Makan dan minum jadi kebutuhan semua manusia. Dalam sehari bahkan setiap orang bisa makan setidaknya tiga kali. Dalam ajaran Islam, makan dan minum bukan hanya kebutuhan jasmani saja. Karena dalam kegiatan makan pun bisa bernilai ibadah.

Beberapa hadist menjelaskan Rasulullah SAW mencontohkan adab makan dan minum yang baik. Ketika sunah ini diikuti maka akan banyak manfaat yang didapat. Makan membuat perut menjadi kenyang, tubuh sehat karena pola makannya terjaga serta bisa mendapat pahala berkali lipat.

Jika makan dengan mengikuti adab yang diajarkan Rasulullah SAW, bukan hanya kenyang yang didapat tapi juga ganjaran surga. Sunah makan ini diantaranya makan dengan berdoa, menggunakan tangan kanan dan makan atau minum sambil duduk.

Berikut deretan sunah saat makan agar bernilai ibadah dan bisa mendapat pahala berlimpah:

1. Diniatkan untuk ibadah

Segala amal perbuatan tergantung pada niatnya, termasuk makan. Ketika seorang muslim hendak makan dan ia berniat makan ini untuk ibadah kepada Allah SWT, maka makanannya akan berlimpah pahala.

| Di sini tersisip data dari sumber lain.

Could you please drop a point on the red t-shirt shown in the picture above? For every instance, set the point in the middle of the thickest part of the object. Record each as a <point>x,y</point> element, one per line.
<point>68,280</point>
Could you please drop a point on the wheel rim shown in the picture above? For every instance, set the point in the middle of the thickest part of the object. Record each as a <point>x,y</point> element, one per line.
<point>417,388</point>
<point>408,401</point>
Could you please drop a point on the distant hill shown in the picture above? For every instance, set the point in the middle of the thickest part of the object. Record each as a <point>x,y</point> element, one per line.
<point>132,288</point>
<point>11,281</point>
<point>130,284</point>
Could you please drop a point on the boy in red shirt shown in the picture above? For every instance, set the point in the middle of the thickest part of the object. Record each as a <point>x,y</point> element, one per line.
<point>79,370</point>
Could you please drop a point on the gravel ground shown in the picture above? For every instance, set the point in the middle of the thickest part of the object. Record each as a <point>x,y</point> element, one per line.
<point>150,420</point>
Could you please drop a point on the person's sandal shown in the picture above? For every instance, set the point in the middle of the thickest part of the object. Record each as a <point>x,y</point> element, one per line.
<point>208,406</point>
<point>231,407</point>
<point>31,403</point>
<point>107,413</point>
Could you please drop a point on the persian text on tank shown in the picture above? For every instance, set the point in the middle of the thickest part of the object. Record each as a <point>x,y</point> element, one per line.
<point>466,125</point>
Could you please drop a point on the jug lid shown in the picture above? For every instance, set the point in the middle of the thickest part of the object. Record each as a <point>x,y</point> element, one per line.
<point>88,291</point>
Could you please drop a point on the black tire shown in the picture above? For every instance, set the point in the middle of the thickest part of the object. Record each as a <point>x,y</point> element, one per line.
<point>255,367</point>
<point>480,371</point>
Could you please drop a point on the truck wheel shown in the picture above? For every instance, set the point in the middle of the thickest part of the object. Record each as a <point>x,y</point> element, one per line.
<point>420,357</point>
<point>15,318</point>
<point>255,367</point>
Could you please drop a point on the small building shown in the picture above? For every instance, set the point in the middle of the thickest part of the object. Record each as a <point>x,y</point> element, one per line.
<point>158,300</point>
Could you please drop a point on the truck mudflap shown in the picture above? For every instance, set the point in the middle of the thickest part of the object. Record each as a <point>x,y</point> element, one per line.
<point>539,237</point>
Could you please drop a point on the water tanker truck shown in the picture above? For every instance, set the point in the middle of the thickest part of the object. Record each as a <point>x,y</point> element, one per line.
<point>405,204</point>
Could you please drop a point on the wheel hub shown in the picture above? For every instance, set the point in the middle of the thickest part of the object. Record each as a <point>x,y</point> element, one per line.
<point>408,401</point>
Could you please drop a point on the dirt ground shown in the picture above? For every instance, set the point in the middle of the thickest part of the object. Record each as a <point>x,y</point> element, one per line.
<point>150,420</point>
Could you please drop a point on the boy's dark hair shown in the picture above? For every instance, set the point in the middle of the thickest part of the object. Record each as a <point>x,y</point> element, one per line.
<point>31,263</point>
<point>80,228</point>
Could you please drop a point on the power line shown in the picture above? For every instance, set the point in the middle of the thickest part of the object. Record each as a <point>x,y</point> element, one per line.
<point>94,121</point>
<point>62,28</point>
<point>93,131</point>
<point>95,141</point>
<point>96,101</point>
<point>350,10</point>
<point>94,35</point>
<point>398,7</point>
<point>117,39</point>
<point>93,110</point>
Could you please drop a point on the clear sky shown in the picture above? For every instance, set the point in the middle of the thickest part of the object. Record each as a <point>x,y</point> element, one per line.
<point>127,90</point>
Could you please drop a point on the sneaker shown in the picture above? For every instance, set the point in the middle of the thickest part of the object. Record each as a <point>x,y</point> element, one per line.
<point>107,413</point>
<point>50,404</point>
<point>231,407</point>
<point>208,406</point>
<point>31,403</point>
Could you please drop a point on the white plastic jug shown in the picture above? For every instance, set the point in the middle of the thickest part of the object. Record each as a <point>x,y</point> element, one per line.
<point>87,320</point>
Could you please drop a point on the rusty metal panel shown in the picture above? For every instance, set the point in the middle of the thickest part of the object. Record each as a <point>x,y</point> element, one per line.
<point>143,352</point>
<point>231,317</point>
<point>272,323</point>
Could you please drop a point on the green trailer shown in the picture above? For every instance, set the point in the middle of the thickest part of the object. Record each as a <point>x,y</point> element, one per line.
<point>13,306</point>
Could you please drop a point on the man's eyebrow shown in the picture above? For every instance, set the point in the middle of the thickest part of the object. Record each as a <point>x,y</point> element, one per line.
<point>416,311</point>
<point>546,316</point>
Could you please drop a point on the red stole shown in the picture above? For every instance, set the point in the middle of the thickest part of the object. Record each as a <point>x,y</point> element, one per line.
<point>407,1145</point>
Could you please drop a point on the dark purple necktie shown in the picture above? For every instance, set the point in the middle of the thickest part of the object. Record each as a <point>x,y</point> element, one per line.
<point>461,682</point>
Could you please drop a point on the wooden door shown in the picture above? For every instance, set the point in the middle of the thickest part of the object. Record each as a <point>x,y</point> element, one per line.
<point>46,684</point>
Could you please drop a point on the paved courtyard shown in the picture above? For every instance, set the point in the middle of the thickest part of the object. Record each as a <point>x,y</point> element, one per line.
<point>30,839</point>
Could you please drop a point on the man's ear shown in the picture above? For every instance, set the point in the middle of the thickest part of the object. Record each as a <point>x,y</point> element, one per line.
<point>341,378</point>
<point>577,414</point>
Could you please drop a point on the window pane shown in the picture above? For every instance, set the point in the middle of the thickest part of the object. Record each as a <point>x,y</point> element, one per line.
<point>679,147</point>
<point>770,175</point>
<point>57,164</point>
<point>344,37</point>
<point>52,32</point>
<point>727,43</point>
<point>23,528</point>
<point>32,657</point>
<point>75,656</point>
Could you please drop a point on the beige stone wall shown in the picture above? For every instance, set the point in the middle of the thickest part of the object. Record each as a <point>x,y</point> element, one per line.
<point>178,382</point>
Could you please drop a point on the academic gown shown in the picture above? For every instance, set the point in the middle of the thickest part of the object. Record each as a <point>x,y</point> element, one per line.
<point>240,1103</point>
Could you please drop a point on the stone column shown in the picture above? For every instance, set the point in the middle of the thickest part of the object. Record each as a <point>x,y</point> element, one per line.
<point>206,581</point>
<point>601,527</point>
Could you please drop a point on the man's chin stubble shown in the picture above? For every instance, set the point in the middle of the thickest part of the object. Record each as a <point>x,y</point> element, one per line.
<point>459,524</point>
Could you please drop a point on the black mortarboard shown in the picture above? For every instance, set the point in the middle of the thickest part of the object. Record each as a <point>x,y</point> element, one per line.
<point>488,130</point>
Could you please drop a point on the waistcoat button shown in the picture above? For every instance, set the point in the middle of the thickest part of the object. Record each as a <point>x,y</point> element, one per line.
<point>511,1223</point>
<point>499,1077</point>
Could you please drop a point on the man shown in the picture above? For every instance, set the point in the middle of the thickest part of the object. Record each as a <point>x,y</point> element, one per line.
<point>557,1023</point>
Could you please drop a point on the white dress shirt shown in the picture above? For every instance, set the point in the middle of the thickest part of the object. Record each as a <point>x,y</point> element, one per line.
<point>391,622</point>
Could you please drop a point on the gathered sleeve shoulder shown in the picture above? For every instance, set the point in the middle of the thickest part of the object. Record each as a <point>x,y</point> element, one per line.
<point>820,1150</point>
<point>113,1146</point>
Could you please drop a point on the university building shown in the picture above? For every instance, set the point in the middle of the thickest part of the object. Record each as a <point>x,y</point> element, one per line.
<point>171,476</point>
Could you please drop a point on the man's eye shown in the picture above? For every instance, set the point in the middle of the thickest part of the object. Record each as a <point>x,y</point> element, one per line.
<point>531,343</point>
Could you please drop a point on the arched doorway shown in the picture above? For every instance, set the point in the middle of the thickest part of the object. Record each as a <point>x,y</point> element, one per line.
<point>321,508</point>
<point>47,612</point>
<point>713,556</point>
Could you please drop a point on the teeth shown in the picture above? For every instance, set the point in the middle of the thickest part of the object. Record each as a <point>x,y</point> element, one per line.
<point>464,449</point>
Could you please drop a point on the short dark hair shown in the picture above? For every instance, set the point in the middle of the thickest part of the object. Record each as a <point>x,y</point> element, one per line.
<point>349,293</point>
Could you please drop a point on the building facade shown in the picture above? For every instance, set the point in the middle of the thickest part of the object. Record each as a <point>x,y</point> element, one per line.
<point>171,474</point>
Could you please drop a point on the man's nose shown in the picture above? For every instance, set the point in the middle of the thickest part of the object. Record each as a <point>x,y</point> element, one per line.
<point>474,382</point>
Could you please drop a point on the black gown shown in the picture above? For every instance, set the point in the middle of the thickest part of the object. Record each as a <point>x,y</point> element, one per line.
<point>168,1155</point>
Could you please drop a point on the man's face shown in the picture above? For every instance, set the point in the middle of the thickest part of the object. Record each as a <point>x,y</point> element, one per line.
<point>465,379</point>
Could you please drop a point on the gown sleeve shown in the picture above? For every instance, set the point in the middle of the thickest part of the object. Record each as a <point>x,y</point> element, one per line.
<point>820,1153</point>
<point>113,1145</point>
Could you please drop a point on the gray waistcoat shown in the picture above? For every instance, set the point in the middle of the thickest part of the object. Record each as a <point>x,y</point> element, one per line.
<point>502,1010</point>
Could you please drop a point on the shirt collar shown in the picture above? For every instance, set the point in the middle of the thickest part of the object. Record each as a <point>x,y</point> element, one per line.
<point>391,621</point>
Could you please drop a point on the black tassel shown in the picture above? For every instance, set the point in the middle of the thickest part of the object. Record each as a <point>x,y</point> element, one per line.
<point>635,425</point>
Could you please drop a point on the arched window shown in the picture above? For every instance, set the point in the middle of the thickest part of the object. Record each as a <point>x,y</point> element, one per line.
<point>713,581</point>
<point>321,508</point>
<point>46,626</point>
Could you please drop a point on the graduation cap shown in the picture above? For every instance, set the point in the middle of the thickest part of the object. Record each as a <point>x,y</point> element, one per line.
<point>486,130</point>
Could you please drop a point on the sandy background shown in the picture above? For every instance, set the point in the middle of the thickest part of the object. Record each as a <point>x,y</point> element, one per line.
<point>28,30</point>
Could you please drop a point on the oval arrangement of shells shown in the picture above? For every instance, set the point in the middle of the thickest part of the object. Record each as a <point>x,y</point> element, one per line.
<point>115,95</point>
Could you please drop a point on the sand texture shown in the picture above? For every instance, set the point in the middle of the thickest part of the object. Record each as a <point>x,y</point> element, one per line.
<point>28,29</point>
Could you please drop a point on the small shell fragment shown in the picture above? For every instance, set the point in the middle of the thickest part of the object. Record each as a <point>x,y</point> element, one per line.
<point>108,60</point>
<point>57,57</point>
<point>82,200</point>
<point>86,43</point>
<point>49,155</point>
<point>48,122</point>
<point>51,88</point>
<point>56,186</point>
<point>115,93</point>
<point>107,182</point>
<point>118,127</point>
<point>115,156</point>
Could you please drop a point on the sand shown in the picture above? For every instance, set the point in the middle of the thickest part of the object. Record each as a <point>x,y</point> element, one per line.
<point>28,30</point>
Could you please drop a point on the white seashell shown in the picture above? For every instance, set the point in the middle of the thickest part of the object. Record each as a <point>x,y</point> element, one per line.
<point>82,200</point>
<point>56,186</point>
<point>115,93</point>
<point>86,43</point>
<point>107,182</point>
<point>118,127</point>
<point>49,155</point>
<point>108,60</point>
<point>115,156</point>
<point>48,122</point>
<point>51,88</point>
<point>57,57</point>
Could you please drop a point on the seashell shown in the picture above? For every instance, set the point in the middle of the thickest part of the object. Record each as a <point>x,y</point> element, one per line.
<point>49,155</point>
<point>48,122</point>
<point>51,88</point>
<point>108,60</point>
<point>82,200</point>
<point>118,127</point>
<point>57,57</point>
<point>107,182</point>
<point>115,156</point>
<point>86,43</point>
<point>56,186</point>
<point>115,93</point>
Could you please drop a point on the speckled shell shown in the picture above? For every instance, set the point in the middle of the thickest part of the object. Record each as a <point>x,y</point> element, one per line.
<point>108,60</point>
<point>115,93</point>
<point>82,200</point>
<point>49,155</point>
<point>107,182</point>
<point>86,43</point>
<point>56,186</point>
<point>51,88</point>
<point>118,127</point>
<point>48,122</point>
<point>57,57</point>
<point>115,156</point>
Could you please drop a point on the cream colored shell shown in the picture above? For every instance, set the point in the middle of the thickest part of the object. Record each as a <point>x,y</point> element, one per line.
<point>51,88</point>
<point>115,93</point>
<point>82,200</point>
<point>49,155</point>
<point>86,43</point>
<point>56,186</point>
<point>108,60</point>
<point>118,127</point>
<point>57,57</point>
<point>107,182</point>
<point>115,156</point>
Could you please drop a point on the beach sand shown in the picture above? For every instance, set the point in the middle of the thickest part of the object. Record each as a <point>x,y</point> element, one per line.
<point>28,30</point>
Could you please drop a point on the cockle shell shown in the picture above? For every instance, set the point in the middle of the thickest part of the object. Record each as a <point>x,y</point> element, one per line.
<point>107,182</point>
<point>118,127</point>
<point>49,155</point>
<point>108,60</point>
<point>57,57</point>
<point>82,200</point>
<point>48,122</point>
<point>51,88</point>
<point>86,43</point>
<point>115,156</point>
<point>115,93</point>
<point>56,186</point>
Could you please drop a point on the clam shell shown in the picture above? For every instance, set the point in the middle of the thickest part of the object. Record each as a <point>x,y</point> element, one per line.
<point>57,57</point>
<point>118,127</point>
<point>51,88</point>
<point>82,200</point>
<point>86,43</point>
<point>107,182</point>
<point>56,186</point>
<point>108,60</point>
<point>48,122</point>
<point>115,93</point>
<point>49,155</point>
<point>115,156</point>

Diriwayatkan dari Amirul Mukminin Abu Hafs Umar bin Khatab, ia berkata: Saya pernah mendengar Rasuulullah SAW bersabda: "Sesungguhnya amal perbuatan tergantung kepada niatnya, dan bagi seseorang tergantung apa yang ia niatkan..." (H.R. Imam Bukhari dan Muslim).

Niat saat hendak makan ini tidak perlu diucapkan dengan keras, cukup dalam hati saja. Kemudian dilanjutkan dengan berdoa.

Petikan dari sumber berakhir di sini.